Assuming the above JSON payload shape on your PubSub topic, there are few variables we need to define first is the name of the PubSub topic on which you want to trigger

```shell
TOPIC="iotevents"
```

We also need to define the Stackdriver metric type (`custom.googleapis.com/metric/*`) where the last part is the type of metric we will be tracking (e.g. `custom.googleapis.com/metric/friction` for friction) and the payload selector paths for `SRC_ID_PATH`, `VALUE_PATH`, `TIME_PATH`.

```shell
FVARS="METRIC_TYPE=custom.googleapis.com/metric/friction"
FVARS+=",SRC_ID_PATH=source_id"
FVARS+=",VALUE_PATH=cpu_used"
FVARS+=",TIME_PATH=event_ts"
```

Few things to keep in mind:

* The value of `SRC_ID_PATH` selector must uniquely identity of the source of this event across all events
* The value of `VALUE_PATH` select must be numeric (int or float)
* `TIME_PATH` is optional. If not set it will be set to event processing time. But if set, it must be in RFC3339 format

## Deployment

Once you have these variables defined, you can deploy the Cloud Function

```shell
gcloud functions deploy custommetrics \
--entry-point EventProcessor \
--set-env-vars=$FVARS \
--memory 256MB \
--region us-central1 \
--runtime go111 \
--trigger-topic $TOPIC \
--timeout 540s
```

If everything goes well you will see a confirmation

```shell
$: bin/deploy
Deploying function (may take a while - up to 2 minutes)...done.
...
status: ACTIVE
versionId: '3'
```

## Monitoring

In Stackdriver now you can use Metric Explorer to build a time-series chart of the published data.
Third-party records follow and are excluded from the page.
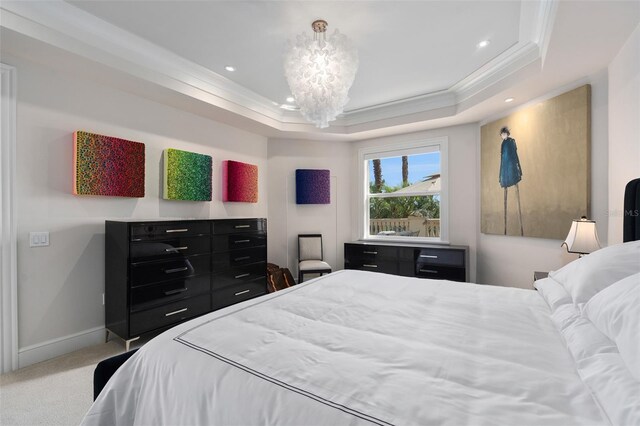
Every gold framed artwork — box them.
[480,85,591,240]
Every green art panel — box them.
[163,148,212,201]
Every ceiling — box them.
[70,1,520,111]
[0,0,640,140]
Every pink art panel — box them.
[222,160,258,203]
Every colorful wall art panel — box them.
[480,85,591,240]
[73,131,145,197]
[222,160,258,203]
[163,148,212,201]
[296,169,331,204]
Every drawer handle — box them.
[164,308,189,317]
[164,266,189,274]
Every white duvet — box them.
[83,271,609,426]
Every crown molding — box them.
[0,0,557,134]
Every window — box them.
[360,138,448,242]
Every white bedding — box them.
[83,271,609,426]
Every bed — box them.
[82,181,640,426]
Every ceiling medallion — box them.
[284,19,358,129]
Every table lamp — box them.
[562,216,600,257]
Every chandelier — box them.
[284,19,358,129]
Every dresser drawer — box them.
[213,219,267,234]
[211,278,267,309]
[131,275,211,311]
[129,294,211,336]
[212,262,267,290]
[345,244,398,261]
[416,248,465,267]
[212,247,267,271]
[347,260,398,274]
[131,221,211,241]
[129,236,211,262]
[416,263,466,282]
[212,232,267,252]
[130,254,211,287]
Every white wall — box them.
[476,70,612,288]
[351,123,480,281]
[267,139,352,276]
[3,55,267,366]
[608,25,640,244]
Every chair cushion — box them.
[299,260,331,271]
[298,237,322,261]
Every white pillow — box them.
[583,273,640,381]
[549,241,640,305]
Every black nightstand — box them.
[533,271,549,281]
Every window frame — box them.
[357,136,449,244]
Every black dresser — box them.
[105,219,267,350]
[344,241,469,281]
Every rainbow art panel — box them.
[73,131,145,197]
[163,148,212,201]
[222,160,258,203]
[296,169,331,204]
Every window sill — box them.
[358,236,451,246]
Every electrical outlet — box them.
[29,231,49,247]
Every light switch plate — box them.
[29,231,49,247]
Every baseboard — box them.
[18,327,105,368]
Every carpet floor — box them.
[0,341,124,426]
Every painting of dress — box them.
[480,85,591,240]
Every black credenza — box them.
[105,219,267,350]
[344,241,469,281]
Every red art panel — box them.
[222,160,258,203]
[73,131,145,197]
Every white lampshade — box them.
[562,216,600,254]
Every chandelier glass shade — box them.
[284,20,358,128]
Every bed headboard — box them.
[622,178,640,243]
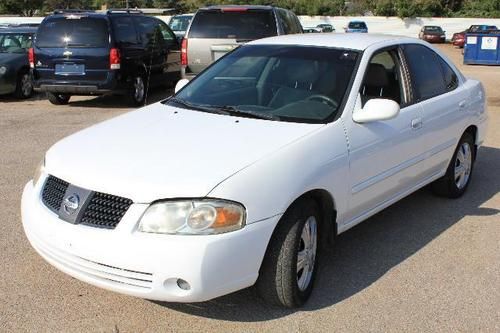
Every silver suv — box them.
[181,5,303,79]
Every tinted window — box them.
[113,17,137,44]
[36,15,109,47]
[437,56,458,91]
[0,34,33,53]
[404,45,446,101]
[168,16,191,31]
[189,10,277,40]
[349,22,366,29]
[158,21,175,44]
[172,45,358,122]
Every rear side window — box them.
[113,16,137,44]
[404,44,446,101]
[437,56,458,91]
[189,10,277,40]
[36,15,109,47]
[277,9,302,34]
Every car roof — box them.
[248,33,412,51]
[0,26,38,34]
[200,5,277,10]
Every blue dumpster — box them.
[464,30,500,65]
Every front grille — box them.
[42,176,69,213]
[81,192,132,229]
[42,176,132,229]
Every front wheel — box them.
[47,93,71,105]
[130,75,147,106]
[431,133,475,198]
[256,199,320,308]
[15,70,33,99]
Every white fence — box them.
[0,16,500,38]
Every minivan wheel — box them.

First, use the resource type and metric finder to paste your metric type. Using the above deployment as an example that would be `custom.googleapis.com/metric/friction`.

![Metric](./img/metric.png "Stackdriver Metric")

Now you can use the `Group By` to display the time series per `source_id` and optionally specify the Aggregator in case you want to display `mean` for more volatile metrics.

> More details on Stackdriver metrics selection [here](https://cloud.google.com/monitoring/charts/metrics-selector)

> Also, make sure to consider the [Stackdriver Monitoring limits on custom metrics](https://cloud.google.com/monitoring/quotas) before implementing this. Specifically, the fact that the rate at which data can be written to a single time series is 1 point per min.

## Alerts

Once you have custom metric monitored in stack driver you can easily create an alert policy. Many options there with regards to the duration, single or multiple sources, and percentages vs single values.

![Alert](./img/alert.png "Stackdriver Alert Policy")

Once configured though, when the monitored metrics violates that policy you can get notifications about an incident

![Alert](./img/incident.png "Stackdriver Incident")

Obviously this approach is meant to replace a proper monitoring solution. Still, I hope you found it helpful.

## Disclaimer

This is my personal project and it does not represent my employer. I take no responsibility for issues caused by this code. I do my best to ensure that everything works, but if something goes wrong, my apologies is all you will get.